Magnolia’s Vanilla Cupcake Recipe
Ingredients:
- 1 1/2 cups self-rising flour
- 1 1/4 cups all-purpose flour
- 1 cup (2 sticks) unsalted butter, softened
- 2 cups sugar
- 4 large eggs, at room temperature
- 1 cup milk
- 1 teaspoon vanilla extract
Directions:
- Preheat oven to 350 degrees.
- Line two 12-cup muffin tins with cupcake papers.
- In a small bowl, combine the flours. Set aside.
- In a large bowl, on the medium speed of an electric mixer, cream the butter until smooth. Add the sugar gradually and beat until fluffy, about 3 minutes. Add the eggs, one at a time, beating well after each addition. Add the dry ingredients in three parts, alternating with the milk and vanilla. With each addition, beat until the ingredients are incorporated but do not overbeat. Using a rubber spatula, scrape down the batter in the bowl to make sure the ingredients are well blended. Carefully spoon the batter into the cupcake liners, filling them about three-quarters full. Bake for 20–25 minutes, or until a cake tester inserted in the center of the cupcake comes out clean.

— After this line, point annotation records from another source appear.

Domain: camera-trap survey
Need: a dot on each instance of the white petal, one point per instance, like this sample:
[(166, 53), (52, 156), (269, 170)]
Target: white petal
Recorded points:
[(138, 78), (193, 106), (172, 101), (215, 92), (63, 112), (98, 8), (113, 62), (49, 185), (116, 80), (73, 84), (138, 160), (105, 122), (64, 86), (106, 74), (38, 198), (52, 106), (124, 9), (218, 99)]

- Cool the cupcakes in the tins for 15 minutes. Remove from the tins and cool completely on a wire rack before icing.
Note: Makes about 2 dozen cupcakes (depending on the size of your cupcake papers and muffin tins). If you would like to make a layer cake instead of cupcakes, divide the batter between two 9-inch round cake pans and bake the layers for 30-40 minutes.







This is one of my all time favorite recipes. For my oldest daughter’s first birthday we had the caterer make these and they were divine! Love the new site, it’s scrumptious!
the worst part about this, is i just want to go to the kitchen and start baking – yum!! thanks so much!